まあ、魔力が関わり、身体的苦痛を受ける彼が神経質になるのも理解しているつもりではあるのよ。
ウチに来て昼食を作っている最中、少しでも見直してもらおうと思ったけど、すべて裏目に回り、危うく彼を火だるまにしかけた。私に対する目は、少なからず尊敬の念が一切含まれていない。
おかしいな。立場的には私が圧倒的に上なのに。なんでステアのご機嫌取りしようとしてんだろう。
容姿といえば、彼に性欲はないのだろうか。これでも目汚しにならない程度の容姿をしていて、彼は二十代になったばかりの若者。魔獣討伐の部隊では乱痴気騒ぎを聞くことも少なくはないのだけど、彼は今のところそういう話に興味を示した様子はない。

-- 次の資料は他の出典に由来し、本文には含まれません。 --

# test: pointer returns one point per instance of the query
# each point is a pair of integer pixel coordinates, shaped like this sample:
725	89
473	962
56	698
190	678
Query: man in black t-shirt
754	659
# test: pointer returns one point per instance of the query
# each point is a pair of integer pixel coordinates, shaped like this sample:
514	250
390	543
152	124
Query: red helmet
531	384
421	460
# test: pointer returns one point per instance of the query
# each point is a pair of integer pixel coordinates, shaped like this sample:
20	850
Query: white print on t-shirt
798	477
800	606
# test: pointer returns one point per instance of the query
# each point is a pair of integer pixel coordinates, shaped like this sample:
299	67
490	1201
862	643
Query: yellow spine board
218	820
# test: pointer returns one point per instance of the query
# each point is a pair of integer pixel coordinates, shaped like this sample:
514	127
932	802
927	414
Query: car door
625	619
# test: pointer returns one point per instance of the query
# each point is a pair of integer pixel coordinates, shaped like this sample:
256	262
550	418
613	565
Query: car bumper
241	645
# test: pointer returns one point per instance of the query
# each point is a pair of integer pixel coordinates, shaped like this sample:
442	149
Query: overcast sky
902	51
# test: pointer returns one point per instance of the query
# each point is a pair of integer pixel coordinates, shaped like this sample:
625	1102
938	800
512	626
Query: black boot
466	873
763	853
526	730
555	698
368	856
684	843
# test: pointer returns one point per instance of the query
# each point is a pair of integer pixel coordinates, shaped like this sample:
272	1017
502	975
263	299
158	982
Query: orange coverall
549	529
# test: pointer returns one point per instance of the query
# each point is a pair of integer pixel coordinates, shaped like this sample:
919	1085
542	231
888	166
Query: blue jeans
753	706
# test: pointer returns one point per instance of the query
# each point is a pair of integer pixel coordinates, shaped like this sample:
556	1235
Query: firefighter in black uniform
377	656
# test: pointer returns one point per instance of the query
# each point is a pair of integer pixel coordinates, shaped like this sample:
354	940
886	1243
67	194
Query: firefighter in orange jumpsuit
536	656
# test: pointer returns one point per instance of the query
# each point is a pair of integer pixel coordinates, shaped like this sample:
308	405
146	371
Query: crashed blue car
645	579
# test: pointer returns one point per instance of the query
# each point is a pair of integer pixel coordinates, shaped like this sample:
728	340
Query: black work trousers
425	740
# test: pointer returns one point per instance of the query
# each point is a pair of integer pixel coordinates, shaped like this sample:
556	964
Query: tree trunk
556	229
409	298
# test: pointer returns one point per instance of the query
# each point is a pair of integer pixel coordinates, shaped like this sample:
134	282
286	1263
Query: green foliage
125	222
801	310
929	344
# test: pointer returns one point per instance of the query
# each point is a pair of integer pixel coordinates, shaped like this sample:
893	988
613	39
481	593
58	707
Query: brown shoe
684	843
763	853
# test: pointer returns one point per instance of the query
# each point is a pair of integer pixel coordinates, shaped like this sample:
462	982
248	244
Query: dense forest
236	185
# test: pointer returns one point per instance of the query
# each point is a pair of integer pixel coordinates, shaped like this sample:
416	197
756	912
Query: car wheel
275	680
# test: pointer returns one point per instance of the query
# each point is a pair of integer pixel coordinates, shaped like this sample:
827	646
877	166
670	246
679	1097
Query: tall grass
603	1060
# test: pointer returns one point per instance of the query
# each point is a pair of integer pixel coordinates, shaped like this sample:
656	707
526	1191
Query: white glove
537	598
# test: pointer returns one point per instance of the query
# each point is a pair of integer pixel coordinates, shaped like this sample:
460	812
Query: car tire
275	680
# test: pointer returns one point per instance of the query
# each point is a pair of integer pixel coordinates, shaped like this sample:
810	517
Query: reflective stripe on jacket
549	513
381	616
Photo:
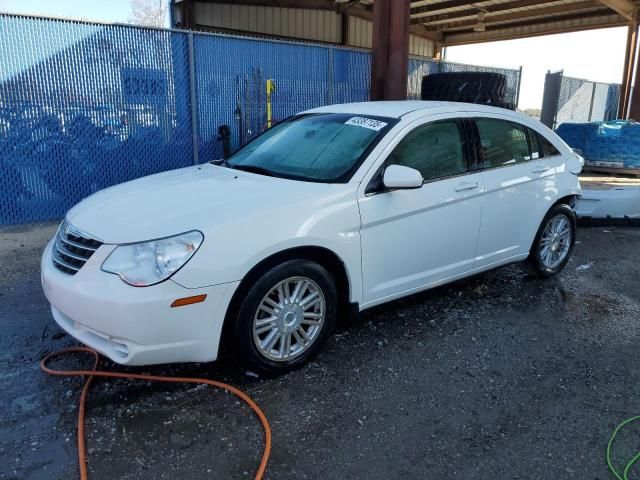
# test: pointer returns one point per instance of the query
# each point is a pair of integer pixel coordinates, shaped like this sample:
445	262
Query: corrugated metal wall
318	25
315	25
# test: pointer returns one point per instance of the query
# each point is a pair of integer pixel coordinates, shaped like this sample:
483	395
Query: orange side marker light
188	300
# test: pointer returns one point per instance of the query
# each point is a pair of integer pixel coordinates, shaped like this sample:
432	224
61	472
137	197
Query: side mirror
397	177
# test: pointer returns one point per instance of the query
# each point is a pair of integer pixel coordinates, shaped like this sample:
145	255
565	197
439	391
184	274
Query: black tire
534	264
470	87
244	346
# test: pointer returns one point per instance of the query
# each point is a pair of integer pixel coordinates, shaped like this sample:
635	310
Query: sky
593	55
112	11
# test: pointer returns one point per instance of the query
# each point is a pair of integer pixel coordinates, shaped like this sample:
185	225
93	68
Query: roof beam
420	7
365	13
526	29
427	16
519	15
626	8
307	4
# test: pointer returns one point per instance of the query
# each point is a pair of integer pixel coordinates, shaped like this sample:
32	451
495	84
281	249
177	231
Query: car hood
177	201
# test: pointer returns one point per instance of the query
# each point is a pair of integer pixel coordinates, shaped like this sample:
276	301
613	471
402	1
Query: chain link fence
419	67
575	100
85	106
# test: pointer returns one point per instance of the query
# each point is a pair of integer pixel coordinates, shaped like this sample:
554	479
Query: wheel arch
321	255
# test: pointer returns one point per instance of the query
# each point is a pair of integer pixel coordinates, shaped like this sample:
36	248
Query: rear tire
285	317
554	242
487	88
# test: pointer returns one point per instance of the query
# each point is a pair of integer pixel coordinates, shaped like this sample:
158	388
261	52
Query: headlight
148	263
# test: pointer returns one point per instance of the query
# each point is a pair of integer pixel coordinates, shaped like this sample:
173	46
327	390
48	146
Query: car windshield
325	147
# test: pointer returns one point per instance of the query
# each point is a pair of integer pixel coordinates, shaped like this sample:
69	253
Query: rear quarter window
503	142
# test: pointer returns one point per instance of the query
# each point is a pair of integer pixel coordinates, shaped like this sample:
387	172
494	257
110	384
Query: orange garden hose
94	372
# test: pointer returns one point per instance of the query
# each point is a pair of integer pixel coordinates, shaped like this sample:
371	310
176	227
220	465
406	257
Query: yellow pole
271	87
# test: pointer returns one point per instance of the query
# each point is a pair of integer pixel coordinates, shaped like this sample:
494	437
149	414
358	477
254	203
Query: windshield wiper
253	169
221	163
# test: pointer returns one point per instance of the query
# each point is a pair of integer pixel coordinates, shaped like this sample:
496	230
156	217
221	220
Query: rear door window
534	142
503	142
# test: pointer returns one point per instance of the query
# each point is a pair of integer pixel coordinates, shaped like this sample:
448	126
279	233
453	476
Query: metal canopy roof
457	22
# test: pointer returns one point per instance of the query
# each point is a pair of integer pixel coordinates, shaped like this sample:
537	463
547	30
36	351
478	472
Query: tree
150	13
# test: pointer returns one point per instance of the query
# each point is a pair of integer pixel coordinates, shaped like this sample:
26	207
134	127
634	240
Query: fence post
330	77
593	99
193	100
518	88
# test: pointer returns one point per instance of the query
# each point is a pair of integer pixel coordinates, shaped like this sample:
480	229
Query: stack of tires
485	88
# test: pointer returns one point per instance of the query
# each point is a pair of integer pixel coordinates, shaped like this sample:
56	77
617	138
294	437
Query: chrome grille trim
72	248
76	244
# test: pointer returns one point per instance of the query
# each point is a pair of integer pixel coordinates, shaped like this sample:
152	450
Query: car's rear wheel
285	317
553	245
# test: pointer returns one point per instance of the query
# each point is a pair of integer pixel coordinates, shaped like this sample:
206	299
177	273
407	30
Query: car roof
399	108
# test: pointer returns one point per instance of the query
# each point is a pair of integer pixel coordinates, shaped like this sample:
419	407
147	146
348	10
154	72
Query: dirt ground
498	376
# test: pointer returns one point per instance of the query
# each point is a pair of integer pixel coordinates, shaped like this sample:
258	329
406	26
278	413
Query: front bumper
135	325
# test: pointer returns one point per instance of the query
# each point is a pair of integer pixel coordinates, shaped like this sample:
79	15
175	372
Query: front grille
72	249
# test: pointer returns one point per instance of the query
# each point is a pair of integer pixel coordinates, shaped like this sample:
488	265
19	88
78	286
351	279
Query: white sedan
335	210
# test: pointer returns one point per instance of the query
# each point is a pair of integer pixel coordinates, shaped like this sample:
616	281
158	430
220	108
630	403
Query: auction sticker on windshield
369	123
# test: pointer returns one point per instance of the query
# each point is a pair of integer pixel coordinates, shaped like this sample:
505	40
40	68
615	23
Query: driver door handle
541	169
466	186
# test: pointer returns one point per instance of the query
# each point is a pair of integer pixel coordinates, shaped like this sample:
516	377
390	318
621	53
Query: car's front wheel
554	242
285	317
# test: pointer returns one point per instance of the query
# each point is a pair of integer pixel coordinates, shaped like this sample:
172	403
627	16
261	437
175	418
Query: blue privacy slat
83	107
86	106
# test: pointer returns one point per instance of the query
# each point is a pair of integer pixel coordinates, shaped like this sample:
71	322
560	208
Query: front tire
554	242
285	317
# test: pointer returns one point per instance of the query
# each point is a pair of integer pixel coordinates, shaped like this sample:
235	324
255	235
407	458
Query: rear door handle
466	186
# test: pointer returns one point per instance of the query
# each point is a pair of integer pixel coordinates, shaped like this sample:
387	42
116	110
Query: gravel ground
498	376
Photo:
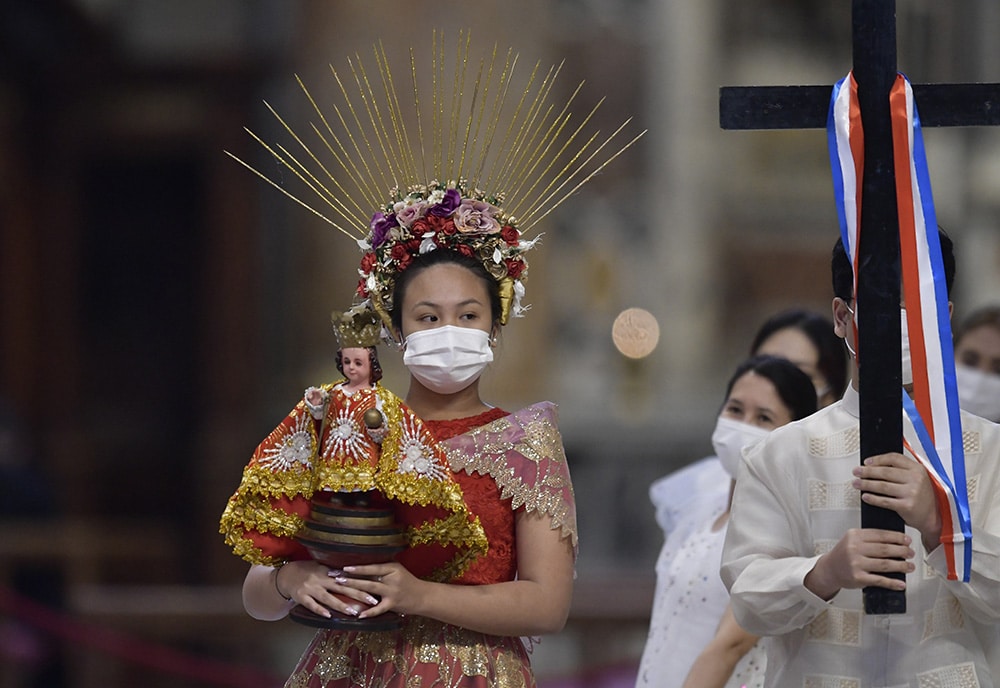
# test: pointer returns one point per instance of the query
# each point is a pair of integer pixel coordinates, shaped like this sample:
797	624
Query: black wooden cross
801	107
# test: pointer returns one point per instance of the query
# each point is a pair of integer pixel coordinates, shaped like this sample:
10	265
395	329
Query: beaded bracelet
287	598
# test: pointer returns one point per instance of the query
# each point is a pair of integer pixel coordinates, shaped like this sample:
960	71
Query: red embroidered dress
502	463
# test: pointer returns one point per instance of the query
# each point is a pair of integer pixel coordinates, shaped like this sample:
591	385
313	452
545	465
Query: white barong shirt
794	500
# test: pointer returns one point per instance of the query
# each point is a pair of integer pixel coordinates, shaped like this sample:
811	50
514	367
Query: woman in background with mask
692	632
977	362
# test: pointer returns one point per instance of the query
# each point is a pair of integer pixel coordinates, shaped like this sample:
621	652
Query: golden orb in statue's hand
373	418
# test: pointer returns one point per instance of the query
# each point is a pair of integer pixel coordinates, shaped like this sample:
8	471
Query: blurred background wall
161	308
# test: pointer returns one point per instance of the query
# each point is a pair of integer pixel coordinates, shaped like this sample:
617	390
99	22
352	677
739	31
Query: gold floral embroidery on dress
424	654
524	454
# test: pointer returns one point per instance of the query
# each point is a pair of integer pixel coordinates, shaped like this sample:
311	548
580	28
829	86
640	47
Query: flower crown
451	217
531	149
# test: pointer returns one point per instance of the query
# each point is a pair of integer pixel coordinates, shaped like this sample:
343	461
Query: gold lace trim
524	454
296	461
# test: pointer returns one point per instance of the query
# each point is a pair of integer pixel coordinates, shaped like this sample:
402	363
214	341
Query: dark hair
376	367
831	358
986	315
794	387
842	271
442	256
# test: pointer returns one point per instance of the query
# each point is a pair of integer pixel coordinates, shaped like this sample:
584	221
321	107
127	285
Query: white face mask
730	438
906	367
978	392
447	359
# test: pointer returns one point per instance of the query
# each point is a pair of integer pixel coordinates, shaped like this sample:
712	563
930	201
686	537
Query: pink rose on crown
408	213
475	217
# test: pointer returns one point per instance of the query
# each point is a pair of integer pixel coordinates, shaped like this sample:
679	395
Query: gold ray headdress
486	146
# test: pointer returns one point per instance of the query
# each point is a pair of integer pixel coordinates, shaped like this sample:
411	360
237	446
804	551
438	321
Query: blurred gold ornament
635	332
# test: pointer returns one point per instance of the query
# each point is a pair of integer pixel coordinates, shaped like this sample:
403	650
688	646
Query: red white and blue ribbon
933	409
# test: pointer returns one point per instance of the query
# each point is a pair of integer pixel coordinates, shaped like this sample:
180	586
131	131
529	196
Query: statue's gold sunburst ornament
475	173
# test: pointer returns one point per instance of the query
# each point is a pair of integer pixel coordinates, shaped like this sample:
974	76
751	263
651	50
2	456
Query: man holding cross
795	559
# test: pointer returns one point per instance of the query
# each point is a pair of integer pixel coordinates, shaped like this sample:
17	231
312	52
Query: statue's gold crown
357	327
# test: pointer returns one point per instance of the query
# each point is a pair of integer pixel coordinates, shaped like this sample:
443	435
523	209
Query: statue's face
357	365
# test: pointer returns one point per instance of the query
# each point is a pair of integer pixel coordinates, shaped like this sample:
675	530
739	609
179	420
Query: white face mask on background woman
731	437
447	359
978	392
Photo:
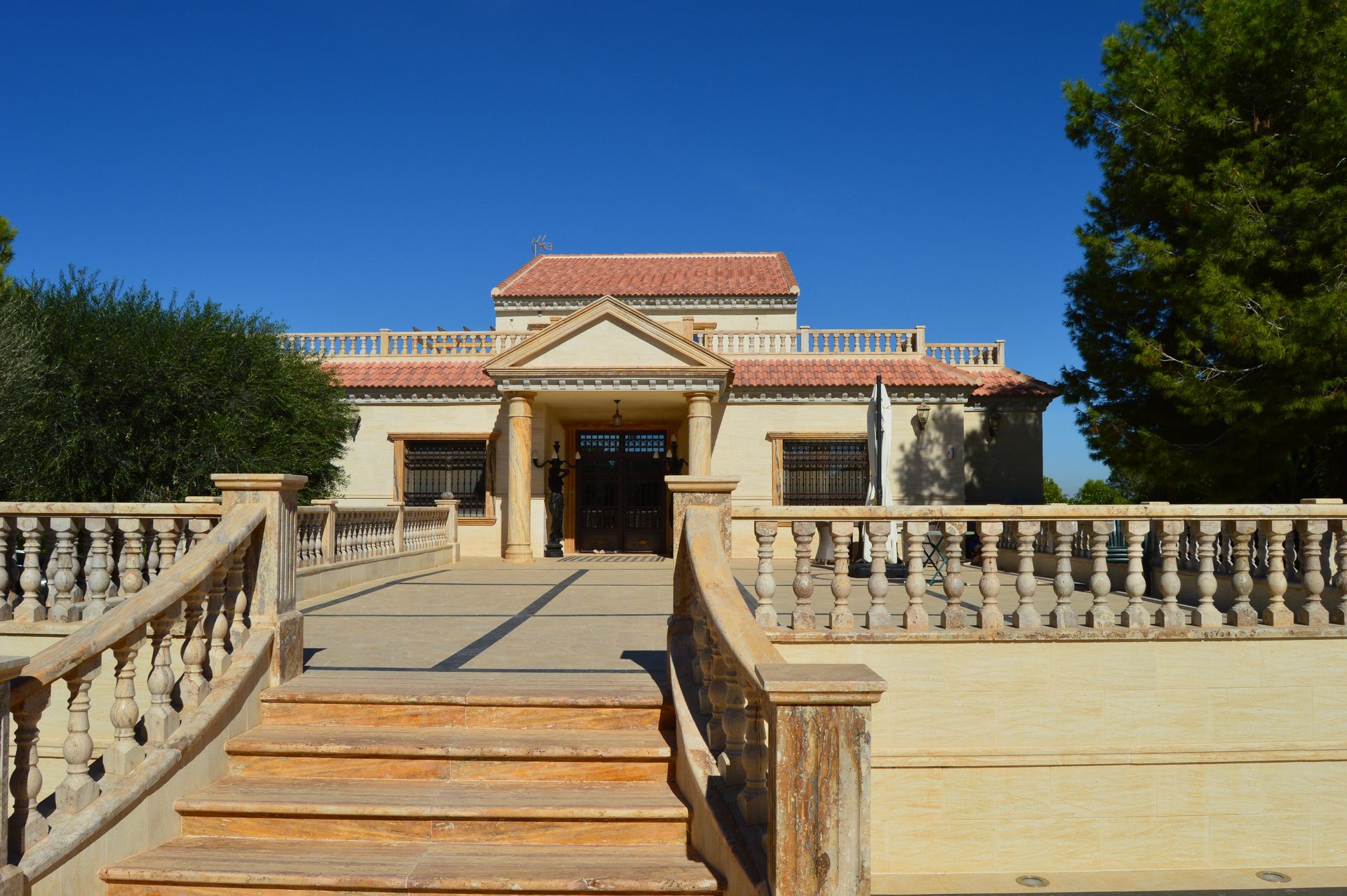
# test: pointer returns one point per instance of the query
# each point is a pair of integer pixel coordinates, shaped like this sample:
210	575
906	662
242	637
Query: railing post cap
259	481
821	683
710	484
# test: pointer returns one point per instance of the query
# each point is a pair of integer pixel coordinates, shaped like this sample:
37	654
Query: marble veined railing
1129	558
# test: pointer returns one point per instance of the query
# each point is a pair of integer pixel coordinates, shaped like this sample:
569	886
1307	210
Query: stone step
487	701
591	813
452	754
217	865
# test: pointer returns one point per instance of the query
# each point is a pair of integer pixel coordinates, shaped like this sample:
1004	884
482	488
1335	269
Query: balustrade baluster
915	615
166	535
1170	615
131	577
736	724
1276	612
161	718
1206	615
27	825
1311	572
193	688
716	693
30	608
1026	582
126	752
953	616
61	575
79	789
6	607
878	617
1063	584
96	575
1339	616
842	619
236	601
989	585
1242	613
765	584
1099	615
1136	613
753	798
702	669
802	619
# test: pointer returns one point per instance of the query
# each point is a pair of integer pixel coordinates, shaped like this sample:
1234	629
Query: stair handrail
791	740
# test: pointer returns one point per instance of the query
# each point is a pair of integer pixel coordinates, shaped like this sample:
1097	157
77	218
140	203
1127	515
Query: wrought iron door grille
445	465
825	472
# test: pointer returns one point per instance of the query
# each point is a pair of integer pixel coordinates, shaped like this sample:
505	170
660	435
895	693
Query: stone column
695	490
698	433
274	588
521	484
819	801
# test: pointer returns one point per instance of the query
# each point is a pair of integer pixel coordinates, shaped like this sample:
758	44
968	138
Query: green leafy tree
1052	492
7	235
134	398
1098	492
1212	307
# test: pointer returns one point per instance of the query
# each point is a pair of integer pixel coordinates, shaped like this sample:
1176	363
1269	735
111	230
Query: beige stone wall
1075	756
1010	468
927	465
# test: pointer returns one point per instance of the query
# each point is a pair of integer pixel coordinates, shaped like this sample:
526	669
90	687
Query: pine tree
1212	307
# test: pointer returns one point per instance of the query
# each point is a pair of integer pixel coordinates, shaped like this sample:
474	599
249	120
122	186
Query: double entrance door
623	503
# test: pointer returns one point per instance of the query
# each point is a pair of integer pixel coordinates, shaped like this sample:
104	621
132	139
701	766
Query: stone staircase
497	789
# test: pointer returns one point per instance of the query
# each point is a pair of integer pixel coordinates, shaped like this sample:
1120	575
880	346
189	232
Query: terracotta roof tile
657	274
406	375
1010	382
849	372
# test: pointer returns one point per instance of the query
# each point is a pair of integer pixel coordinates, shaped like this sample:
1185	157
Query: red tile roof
748	372
1010	382
655	274
406	375
849	372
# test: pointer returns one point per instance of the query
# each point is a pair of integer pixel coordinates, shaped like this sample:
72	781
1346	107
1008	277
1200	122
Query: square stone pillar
274	584
689	490
819	802
519	547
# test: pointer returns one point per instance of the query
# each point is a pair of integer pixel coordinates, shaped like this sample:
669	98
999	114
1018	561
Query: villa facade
628	368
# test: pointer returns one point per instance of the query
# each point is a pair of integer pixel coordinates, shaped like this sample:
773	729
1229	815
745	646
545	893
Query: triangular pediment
608	336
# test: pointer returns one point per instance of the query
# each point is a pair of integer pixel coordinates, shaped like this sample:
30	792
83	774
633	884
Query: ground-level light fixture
923	415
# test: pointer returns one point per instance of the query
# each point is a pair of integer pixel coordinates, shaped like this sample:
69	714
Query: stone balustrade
790	742
197	589
329	534
1124	584
70	562
415	344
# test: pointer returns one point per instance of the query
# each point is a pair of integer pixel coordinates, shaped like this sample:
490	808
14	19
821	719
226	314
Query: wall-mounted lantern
923	415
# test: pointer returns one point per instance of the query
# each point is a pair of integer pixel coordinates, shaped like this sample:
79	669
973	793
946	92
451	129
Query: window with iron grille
821	472
461	467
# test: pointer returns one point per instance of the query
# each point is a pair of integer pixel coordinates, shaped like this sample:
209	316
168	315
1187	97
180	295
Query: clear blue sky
354	166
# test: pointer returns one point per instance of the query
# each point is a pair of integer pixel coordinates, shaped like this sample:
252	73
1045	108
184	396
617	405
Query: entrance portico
566	385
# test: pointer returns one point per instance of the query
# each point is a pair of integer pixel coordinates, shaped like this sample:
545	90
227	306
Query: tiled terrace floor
572	620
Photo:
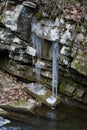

やっぱり私の年齢? 私の男性に対する認識が誤っているのか。それとも魔力に関連して、彼の体質全体が通常とは異なるのだろうか。
勢い余って一緒の布団で寝てしまったのに。
数十年ぶりにまともに寝たわけだけど、夢か現か分からない、ステアの言葉が頭から離れない。
「ぇちゃん......ぅごい......?」
多分、「ねえちゃん、すごい?」だと思う。
寝ぼけていた時に聞いた彼の寝言だろうか。これを聞いてステアに抱き着いたのだとしたら相当恥ずかしい。私にも母性のような心が備わっていたのかな。
それにしても、ねえちゃん……姉、ねぇ。
ステアの経歴では孤児院以前の情報はなかった。それ自体は珍しいことじゃない。孤児、つまり親がいないのであれば身元証明が難しくなる。孤児院に入るまでに戸籍上の姉と生き別れたか、それとも――
とにかく、ステア・ドーマは不思議な奴。
常人では有り得ない魔力と、常軌を逸した意志とそれを成す行動力。
されど、大きなこと成すわけでもなく、身の丈に合った最適行動を丁寧に重ねていく。
男性には見えない『導線』が見えるようにもなった。
かといって、私への態度はとても雑になっていっている。
ステアを『怪物』と評したことを間違いとは思ってないけれど、これ以外の表現も見つけた。
『面白い奴』。
西極圏へ向けた旅や魔大陸の踏破の中で彼のことを知っていければいいなと純粋に思える。
馬車の中で、対面するステアが話しかけてきた。
「ちゃんと水飲んでる? 不老がどういう仕組みかは知らないけど、お肌のハリも元を正せば水分なんだからしっかり補給しなよ?」
うん、やかましい奴でもあるかもしれない。